Abdullah Avcı, karşılaşma sonrasında düzenlenen basın toplantısına elindeki kağıttan 5 madde okuyarak başladı.
İlk madde olarak Anneler Günü'nü kutlayan ve Galatasaraylı Emre Akbaba'ya geçmiş olsun dileklerini ileten Avcı, şu ifadeleri kullandı:
"Madde iki, ülkedeki kısır döngü. Biz bu ülkede futbol konuştuğumuzu zannediyoruz ama futbolun evrensel boyutta ifade ettiği hiçbir şeyi özümsemiyoruz. Müthiş bir genç nüfusumuz, geniş bir yetenek havuzu olan ülkemizde futbol adına konuşulan şeyleri, hakem hataları, bazı takımlar kollanıyor gibi konularla sınırlı kalması bizi maalesef bir adım öteye götürmüyor. Madde üç adaletsizlik inancına tutsak oluş. Sorun hayatın adil olmayışı değil, adaletsizliğe dair inancımızın bizi tutsak etmesi. Yıllardır aynı kısır döngüde dönüyoruz, kim kollandı, kim kayırıldı, kimin hakkı yendi... Biz futbolu bu şekilde okumaya devam ettiğimiz sürece Ajax'ın başarılarını, Tottenham'ı, Liverpool-Barcelona ve City-Tottenham maçı gibi şeylere uzaktan bakmaya devam edeceğiz. Artık gerçekten yeter. Bir laf var, haksızlık yapanın sefaleti, haksızlığa uğrayanın sefaletinden daha büyüktür. Varsa ortada bir haksızlık bırakın onu sonucunu yapan düşünsün."

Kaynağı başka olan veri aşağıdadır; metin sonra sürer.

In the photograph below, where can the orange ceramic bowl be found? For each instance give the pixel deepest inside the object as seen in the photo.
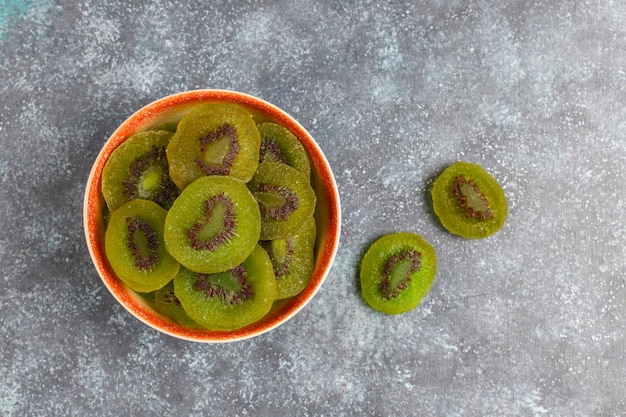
(167, 111)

Avcı, son iki konu başlığıyla ilgili olarak ise "Madde dört. Benim için bu zamana kadar olduğu gibi sahanın içi. Antrenörlük hayatımın her saniyesinde futbolda nasıl daha iyi oluruz, kalıcı sistemleri nasıl kurarız bunun mücadelesini verdim. İyi bir yetiştirici olmaya gayret gösterdim. Hayatım boyunca sahanın içiyle uğraştım. Neyi başaracaksak sahanın içinde başaracağımızı, neyi kaybedeceksek sahanın içinde kaybedeceğimizi bilirim ve ona göre davranırım. Son madde, ben inadına futbol konuşmaya devam edeceğim. Bu ülkede kimse eleştiriden muaf değildir. Biz işaret parmağımızla başkasını gösterirken aslında diğer üç parmak kendinizi gösterir. Artık bu ülkede herkes sebebi başkalarında aramayı bırakıp kendisine bakmayı öğrenmeli. O nedenle ben enerjimi bu ülkede daha iyi futbol nasıl oynanır ona harcamaya devam edeceğim. Çünkü biz bu ülkede futbolu dünyada rekabet edebilir seviyeye getireceksek bunu çalışarak, sistem kurarak, bilimden faydalanarak yapabiliriz, başka bir şeyle değil." görüşlerini paylaştı.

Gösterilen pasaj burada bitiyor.